Comparing results with peers
There is really no way of knowing if a project is turning in best practice results, whether a service is over or underperforming or whether it is delivering up good value for investment unless it undergoes a process of comparison.
This needs to be made across two vectors: First by making a vertical comparison of similar sized organisations looking at A) the main tasks performed and B) the cost rates charged for a particular service by either the in-house IT or the appointed service provider. Secondly by making a horizontal, cross-industry comparison of costs and performance based on best practice market norms. This is particularly useful for the public sector CIOs who are sometimes surprised to find they may be outperforming private sector peers – a discovery much valued for management leverage.
Determining best practice
As mentioned earlier, automatic assumptions are often made about what service levels or IT processes are appropriate to support a service, and by appropriate we mean those that offer optimum efficiency and investment payback vs. those that are ‘nice-to-have’ but may be ultimately inefficient. To determine whether a service is achieving best practice status, it is advisable to compare these against – indeed model them upon – international best practice frameworks and standards such as ITIL, CMMI, PRINCE2, SixSigma, CoblT etc. Organisations with greater maturity of processes based on recognised standards have been demonstrated to operate more cost efficient and effective operations.
Good vs. bad complexity
One of the major factors impacting best practice is the complexity of any given operation. Complexity that reflects the multi-faceted processes of a modern and sophisticated enterprise using applications like CRM (customer relationship management) is one thing, but most infrastructure complexity is due to multiple generations of legacy systems and interfaces with a disparate array of workarounds and historical short-term decisions, all of which slows processes down and adds to high maintenance costs.

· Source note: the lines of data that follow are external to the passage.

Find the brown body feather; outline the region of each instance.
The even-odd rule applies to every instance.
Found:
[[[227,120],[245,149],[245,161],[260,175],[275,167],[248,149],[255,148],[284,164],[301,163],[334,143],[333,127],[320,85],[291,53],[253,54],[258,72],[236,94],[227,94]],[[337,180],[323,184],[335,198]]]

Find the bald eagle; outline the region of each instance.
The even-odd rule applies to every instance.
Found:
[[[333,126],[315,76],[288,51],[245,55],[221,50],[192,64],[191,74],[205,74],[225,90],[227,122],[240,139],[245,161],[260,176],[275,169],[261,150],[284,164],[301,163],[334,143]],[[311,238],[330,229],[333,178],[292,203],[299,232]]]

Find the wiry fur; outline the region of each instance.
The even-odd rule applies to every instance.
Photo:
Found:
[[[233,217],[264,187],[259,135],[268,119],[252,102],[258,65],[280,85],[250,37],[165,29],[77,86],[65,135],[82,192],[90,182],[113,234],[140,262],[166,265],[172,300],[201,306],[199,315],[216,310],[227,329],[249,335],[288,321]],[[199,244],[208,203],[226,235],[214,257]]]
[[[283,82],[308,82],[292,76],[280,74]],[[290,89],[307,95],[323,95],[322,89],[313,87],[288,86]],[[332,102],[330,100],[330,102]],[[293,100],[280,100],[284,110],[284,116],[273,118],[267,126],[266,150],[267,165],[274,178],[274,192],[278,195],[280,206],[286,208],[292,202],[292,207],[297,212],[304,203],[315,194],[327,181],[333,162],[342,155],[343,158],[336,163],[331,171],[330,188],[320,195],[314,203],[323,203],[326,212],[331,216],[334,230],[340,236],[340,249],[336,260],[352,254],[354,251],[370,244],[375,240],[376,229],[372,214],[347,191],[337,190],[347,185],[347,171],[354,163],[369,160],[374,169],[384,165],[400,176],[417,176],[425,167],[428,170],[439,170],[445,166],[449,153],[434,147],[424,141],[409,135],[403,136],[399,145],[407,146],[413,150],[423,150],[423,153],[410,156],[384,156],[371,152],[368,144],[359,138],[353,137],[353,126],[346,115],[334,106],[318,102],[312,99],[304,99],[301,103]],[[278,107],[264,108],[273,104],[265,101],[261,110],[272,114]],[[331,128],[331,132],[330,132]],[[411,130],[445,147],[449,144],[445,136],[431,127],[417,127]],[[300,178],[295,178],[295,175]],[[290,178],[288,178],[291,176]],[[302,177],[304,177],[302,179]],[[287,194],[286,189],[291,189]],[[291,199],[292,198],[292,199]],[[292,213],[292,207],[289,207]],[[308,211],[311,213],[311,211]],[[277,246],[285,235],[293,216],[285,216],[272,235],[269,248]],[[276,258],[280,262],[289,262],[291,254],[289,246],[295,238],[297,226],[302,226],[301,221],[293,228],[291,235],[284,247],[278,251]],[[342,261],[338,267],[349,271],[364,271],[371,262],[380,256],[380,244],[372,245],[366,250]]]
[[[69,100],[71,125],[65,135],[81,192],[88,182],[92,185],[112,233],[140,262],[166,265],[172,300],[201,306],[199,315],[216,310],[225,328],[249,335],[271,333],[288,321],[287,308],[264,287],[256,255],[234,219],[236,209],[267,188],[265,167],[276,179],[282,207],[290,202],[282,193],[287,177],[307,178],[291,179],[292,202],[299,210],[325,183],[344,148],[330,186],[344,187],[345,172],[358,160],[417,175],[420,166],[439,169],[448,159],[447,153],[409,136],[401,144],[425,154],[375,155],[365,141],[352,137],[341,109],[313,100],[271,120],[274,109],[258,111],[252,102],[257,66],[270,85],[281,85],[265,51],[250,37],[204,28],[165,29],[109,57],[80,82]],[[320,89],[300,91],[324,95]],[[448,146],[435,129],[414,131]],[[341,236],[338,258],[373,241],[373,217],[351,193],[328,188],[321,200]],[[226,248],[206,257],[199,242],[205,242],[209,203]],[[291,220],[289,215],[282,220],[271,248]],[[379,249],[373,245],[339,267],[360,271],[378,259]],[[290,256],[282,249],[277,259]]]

Government internet services like DirectGov, as an example, will be fed at the front-end by a series of complex back office data servers, networking and other components that typically require a lot of support. This means that, while the internet itself may be highly cost-efficient, providing an interactive portal that is populated with integrated and up-to-date information from back-end services is often very cost intensive. So the question is: what can be simplified, standardised and/or modernised, how much will it cost and can it be done without adversely impacting current operation?
Beyond that, the big question is whether a public website, or any other IT service for that matter, is best supported in-house or via an outsourcer? This is a complex issue that involves making not only peer comparisons, but having access to detailed, granular, up-to-date SLA and pricing data on specific service components offered by a range of service providers – the kind of information that is not always transparent.
Best practice procurement depends upon access to this kind of information, alongside knowledge about different cost models, having volume advantage negotiation skills and being able to make informed decisions on questions like: Are shared services the way forward? If so, which ones and who pays for what?
Is all this a complex task? Sure. Is it necessary? Absolutely! And while it may require some professional help to lay the benchmarking foundations necessary to generate the cost benefit metrics that can justify a £500m – or even a £50K – spend, it should be viewed from a long-term perspective. As with anything, it begins with the first step.